Dieser Reifeprozess ist den Dortmunder Verantwortlichen natürlich nicht entgangen. Geschäftsführer Hans-Joachim Watzke bemängelte zuletzt sogar, dass Schmelzer bei aller Lobhudelei für den Dortmunder Jugendstil zu wenig Beachtung geschenkt bekommt: "Alle sprechen über Mario Götze oder Mats Hummels. Aber es wird viel zu wenig über Marcel Schmelzer gesprochen. Er ist für mich seit vielen, vielen Wochen der beste Linksverteidiger in der Bundesliga. Aber er hat das Problem, dass er viel zu bescheiden rüberkommt."
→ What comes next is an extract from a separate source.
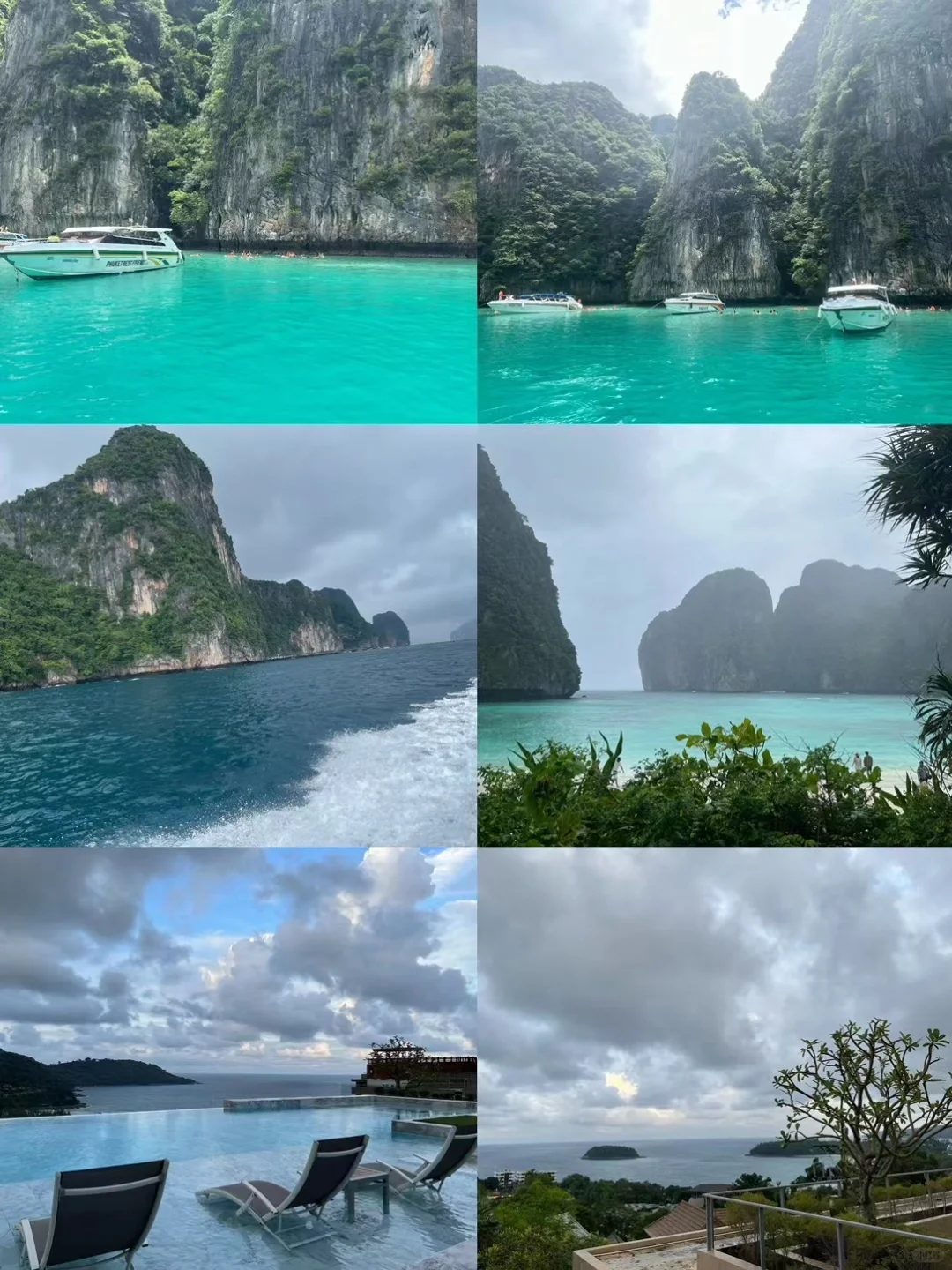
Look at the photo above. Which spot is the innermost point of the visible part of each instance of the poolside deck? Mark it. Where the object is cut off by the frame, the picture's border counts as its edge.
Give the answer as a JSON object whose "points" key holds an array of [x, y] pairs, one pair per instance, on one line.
{"points": [[428, 1235]]}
Dabei attestierte ihm Klopp noch vor der Saison, den "unter meiner Leitung größten Schritt nach vorne" gemacht zu haben. "Als ich kam, hatte ihn niemand auf der Liste. Er löst seine Aufgaben taktisch gut. Viel besser kann man defensiv nicht spielen. Marcel hat einfach das Glück gehabt, dass ich ihn schon als Mainzer Coach habe beobachten lassen", so Klopp damals.

Inter Mailand angeblich mit Interesse

Glück spielte bei Schmelzers Werdegang sicherlich eine Rolle, aber nicht die entscheidende. Der ehrgeizige Magdeburger ist dank seiner couragierten Auftritte auf dem besten Weg, sich ins Notizbuch von Joachim Löw zu spielen. Laut italienischen Medienberichten beschäftigt sich zudem Champions-League-Sieger Inter Maland mit Schmelzer. Qualitativ hochwertige Linksverteidiger sind eben rar gesät in dieser Welt.

Wohl auch in diesem Wissen äußerte Klopp kurz nach seiner Ankunft in Dortmund, dass Dede "vielleicht der beste Spieler ist, mit dem ich je gearbeitet habe." Dass an seiner Stelle nun ein anderer spielt, ist der Verdienst von zwei Leuten - Jürgen Klopp und Marcel Schmelzer.